A landmark ruling has likely set a new precedent for pencil developments across the country, after an appeals court had revoked a planning permit, which would have seen a five-storey development rise amidst a street made up of two-storey houses.
The court, presided by Chief Justice Mark Chetcuti, this week had overturned a planning permit to build a five-storey building in a street characterised by two-storey terraced houses in
Santa Lucija – something which can be termed as a “pencil development.”
The term pencil development refers to situations where a streetscape is spoiled by a development which is much greater in height, which would have been approved owing to the fact that they do not exceed the maximum height which is allowed by Malta’s planning policies.
In the case of this development, the Planning Authority had turned down the application, but that decision was overturned by the Environment and Review Tribunal (EPRT) after the applicant – Charles Falzon – filed an appeal.
The PA had based its refusal on a section of planning legislations which state that in taking decisions, the PA should take into account “material considerations” which include things like legal commits and environmental aesthetics.

Furthermore, the PA based its refusal on the impact that the development would have had on the streetscape and skyline, being that when a uniform design prevails in an area then the emphasis should be on respecting these parameters.
The EPRT – which handles appeals on planning decisions – however had overturned the decision, stating that permits for buildings higher than two storeys had already been issued in the surrounding area.
This decision was challenged in the law courts by resident Michael Pule and PN local councillor and Santa Lucija minority leader Liam Sciberras, assisted by lawyer Claire Bonello.
In the sentence, Chief Justice Chetcuti said that the EPRT was mistaken in concluding that there were already permits in the same Home Ownership Scheme which had been granted with a height of over two storeys.
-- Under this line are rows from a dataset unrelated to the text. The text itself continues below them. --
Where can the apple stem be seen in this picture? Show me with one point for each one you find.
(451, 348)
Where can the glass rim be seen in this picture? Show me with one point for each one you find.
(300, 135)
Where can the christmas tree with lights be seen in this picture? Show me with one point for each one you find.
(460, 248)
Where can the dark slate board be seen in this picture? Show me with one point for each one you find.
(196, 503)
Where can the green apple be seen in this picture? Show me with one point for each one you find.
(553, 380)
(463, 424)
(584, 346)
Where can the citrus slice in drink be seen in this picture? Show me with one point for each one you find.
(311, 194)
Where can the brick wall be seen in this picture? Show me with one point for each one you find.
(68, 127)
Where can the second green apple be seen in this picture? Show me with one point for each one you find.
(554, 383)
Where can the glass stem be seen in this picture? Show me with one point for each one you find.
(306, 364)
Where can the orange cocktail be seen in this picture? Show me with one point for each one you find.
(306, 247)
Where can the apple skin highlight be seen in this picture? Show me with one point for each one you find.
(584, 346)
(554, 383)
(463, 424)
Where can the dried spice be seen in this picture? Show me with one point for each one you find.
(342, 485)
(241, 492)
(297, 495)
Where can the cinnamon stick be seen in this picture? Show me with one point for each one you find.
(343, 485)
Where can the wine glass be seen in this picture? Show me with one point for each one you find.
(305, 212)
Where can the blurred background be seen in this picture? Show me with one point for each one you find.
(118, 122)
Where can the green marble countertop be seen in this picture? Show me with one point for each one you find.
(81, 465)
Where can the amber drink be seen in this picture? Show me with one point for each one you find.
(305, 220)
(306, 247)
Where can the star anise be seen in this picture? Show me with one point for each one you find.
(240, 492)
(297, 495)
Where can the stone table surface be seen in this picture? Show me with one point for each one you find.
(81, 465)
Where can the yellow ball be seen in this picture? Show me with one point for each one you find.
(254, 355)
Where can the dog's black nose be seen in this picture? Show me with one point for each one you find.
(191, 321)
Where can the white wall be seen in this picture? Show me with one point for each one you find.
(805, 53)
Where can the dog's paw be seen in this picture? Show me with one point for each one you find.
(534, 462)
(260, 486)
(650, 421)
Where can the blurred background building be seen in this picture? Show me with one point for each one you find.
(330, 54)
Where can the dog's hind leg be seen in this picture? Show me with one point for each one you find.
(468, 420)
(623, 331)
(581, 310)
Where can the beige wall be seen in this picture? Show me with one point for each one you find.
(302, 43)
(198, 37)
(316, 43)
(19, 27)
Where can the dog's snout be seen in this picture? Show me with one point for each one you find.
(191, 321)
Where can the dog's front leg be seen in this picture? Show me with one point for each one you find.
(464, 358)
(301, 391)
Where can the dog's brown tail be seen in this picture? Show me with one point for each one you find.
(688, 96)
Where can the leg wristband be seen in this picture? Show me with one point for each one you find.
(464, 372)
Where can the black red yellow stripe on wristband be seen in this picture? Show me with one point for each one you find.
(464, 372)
The court also found that the tribunal was “mistaken and contradictory” in its statement about the lack of applicability of the guidance policies in the DC2015 regulatory framework, when it was the tribunal itself which had judged the streetscape to be characterised by two-storey buildings which offer a sense of uniformity but had then judged the area to have no architectural value, even though this is not a requisite for the aforementioned guidance policies.
DC2015 is a set of guidelines approved in 2015 which include policies which oblige developers to respect the surrounding context of their development, but which had also included an annex which permitted the height limitation imposed in local plans to be interpreted in metres rather than in storeys. This meant that suddenly, fivestorey developments could be allowed in areas which previously had a three-floor limitation.
This has been applied inconsistently by the Planning Authority ever since, with pencil developments cropping up in what were previously uniform streetscapes all across the island.
The court also said that the EPRT’s decision went against policy, because it failed to take into account the representations of third parties and of the Superintendence of Cultural Heritage, and because it did not take into account the Strategic Plan for the Environment and Development
(SPED) either.
In its decision, the court said that “when there is a specific plan or policy for a particular zone, this should be respected.”
“However, when this policy is giving a clear direction on the height limitation, and this is satisifed by the proposed development, it doesn’t mean that there cannot be other policies regarding development which should be discarded and not considered”, the court said.
The court said that while the proposed development satisified the height limitation, it went against other policies which re
late to the impact on the skyline and design uniformity.
It observed that the EPRT judges the skyline to be compromised with buildings which rise higher than two-storeys, but failed to substantiate this assertion by showing specific permits which show such buildings in the area.
“An examination of the pictures show that the development is one of many sites facing an ODZ, in a street which is all twostoreys high”, the court said.
It said that the tribunal should not have ignored the “dominant defining design consideration”
which policy G3 in DC2015 states should be a part of the decisionmaking, and therefore should have taken into consideration the architecture of the surrounding buildings.
“The development, in conformity with the rest of the streetscape formed of two-storey buildings with a front garden, should have been done with a design of an architectural value which reflects two-storey buildings with a front garden”, the court said.
“As already stated, the height limitation in the local plan is a requisite to limit the maximum height, not whether the development is idoneous for the factual circumstances of the immediate zone where it is being proposed”, the court added.
It is for these reasons that the permit was therefore revoked.
The judgement sets a legal precedent for pencil developments, and gives legal certainty that the height limitations stated in the country’s local plans do not give developers an automatic right to build up to the maximum which that height limitation permits.
It will allow the Planning Authority legal certainty to take into consideration the context of other policies of specific areas, but could also pave the way to more objections to pencil developments which compromise existing and uniform streetscapes.
Santa Lucija local council minority leader and PN councillor Liam Sciberras – who fronted the case together with resident Michael Pule – took to social media to celebrate the court victory, saying that the decision meant the “protection of the Santa Lucija heritage” and that it will “not allow the greedy to rape the perfect environment of my birthplace.”
He also criticised the mayor and deputy mayor of Santa Lucija – Charmaine St John and Frederick Cutajar respectively – for their lack of cooperation in the appeal, saying that St John had “gone against the oath she swore when she was elected as mayor” as she chose to “defend the developer.”